Wie ich Ess-Störungen verstehe
Welche Verfahren in der Psychotherapie von Ess-Störungen angewandt werden, und wie ambulant oder stationär arbeitende Psychotherapeuten Ess-Störungen verstehen, hängt zusammen mit ihrer Aus- und Fortbildung („Schule“). Mit meinem humanistisch-systemisch-konstruktivistischen Hintergrund verstehe ich Ess-Störungen so:Mädchen, Frauen, Männer entwickeln eine Ess-Störung, wenn sie in ihrem Leben anecken, wenn wichtige Dinge in ihrem Leben nicht funktionieren, wenn die Beziehungen zu Eltern, Familienmitgliedern, Mitschülern, Freunden, Lebenspartnern, Lehrern, Berufskollegen nicht rund laufen, wenn sie mit sich selbst nicht im Reinen sind und sie deshalb unter Hochdruck stehen.
Warum gerade das Hungern, das maßlose Vollfuttern, das Erbrechen für die Betroffenen ein Ausweg ist, ist für Angehörige und Freunde - sofern sie von der Störung überhaupt etwas mitbekommen - oft nicht nachvollziehbar. Warum verhalten sich Ess-Gestörte in einer Krise nicht einfach anders? Warum entwickeln sie überhaupt eine Ess-Störung?

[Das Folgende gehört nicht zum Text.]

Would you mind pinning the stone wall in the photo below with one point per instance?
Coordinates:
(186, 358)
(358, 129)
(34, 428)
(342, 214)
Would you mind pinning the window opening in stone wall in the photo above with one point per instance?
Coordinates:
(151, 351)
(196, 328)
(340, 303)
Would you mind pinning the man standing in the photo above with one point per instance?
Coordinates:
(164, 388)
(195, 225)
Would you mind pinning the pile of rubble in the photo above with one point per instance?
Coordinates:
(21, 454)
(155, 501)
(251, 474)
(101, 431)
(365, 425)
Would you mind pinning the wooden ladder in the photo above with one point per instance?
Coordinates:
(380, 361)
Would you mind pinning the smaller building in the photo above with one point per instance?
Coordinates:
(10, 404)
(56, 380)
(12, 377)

Manche hat eine Freundin auf die Idee gebracht, manchen hat es ein Familienmitglied vorgelebt, manche wurden selbst fündig. Unglücklich, unzufrieden, unruhig und auf der Suche: in diesem Zustand beginnen Magersüchtige zu hungern; fangen Bulimikerinnen an, maßlos zu essen und sich anschließend zu übergeben; finden Ess-Süchtige Trost in der ersten Ess-Attacke. Im Versuch sich Erleichterung zu verschaffen, erleben die Betroffenen die beginnende Ess-Störung erst einmal als Lösung.